The prices index climbed again and is at its second highest ever level.
Separately, new factory orders rose 0.2% in September after a 1.0% climb in August. Economists expected a 0.1% increase.
Primary to come
Main Street Natural Gas (Aa2//AA-/) is on the day-to-day calendar with $750 million of gas supply revenue bonds, Series 2021A, serials 2023-2031, term 2052. RBC Capital Markets.
Allina Health System (Aa3/AA-/AA-//) is set to price Thursday $303.031 million of corporate CUSIP taxable bonds, Series 2021. J.P. Morgan Securities.
The Economic Development Authority of Lynchburg, Virginia, (Baa1/A-/A-/) is set to price Thursday $211.955 million of hospital revenue and refunding bonds (Centra Health Obligated Group), Series 2021, serials 2027-2047 and 2049-2055. Barclays Capital.
Minneapolis, Minnesota, (Aa3/AA-/AA-//) is set to price Thursday $172.135 million of health care system revenue bonds, Series 2021 (Allina Health System). J.P. Morgan Securities.
The Fort Bend Grand Parkway Toll Road Authority, Texas, (Aa1//AA+/) is set to price Thursday $137.16 million of limited contract tax and subordinate lien toll road revenue refunding bonds, Series 2021A. Mesirow Financial.
Palm Beach County Health Facilities Authority, Florida, is set to price $128.815 million of revenue refunding bonds (Toby & Leon Cooperman Sinai Residences at Boca Raton), Series 2022 (forward delivery). HJ Sims & Co.
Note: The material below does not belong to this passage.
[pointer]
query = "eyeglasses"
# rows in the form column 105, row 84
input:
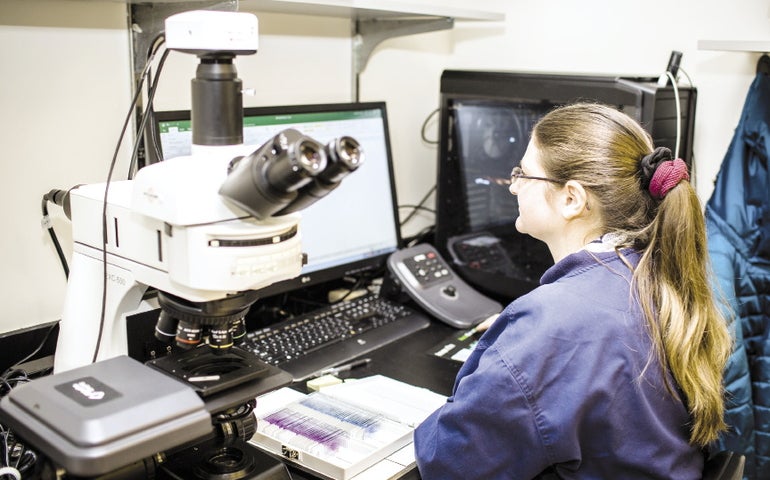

The Successor Agency to the Redevelopment Agency of the City and County of San Francisco (/AA///) is on the day-to-day calendar with $107.34 million of taxable third-lien tax allocation bonds, 2021 Series A (affordable housing projects) (social bonds), serials 2023-2031, insured by Assured Guaranty Municipal Corp. Citigroup Global Markets.
Dallas, Texas (///AA+) is set to sell $235.245 million of unlimited tax general obligation bonds at 10:30 a.m. eastern on Thursday.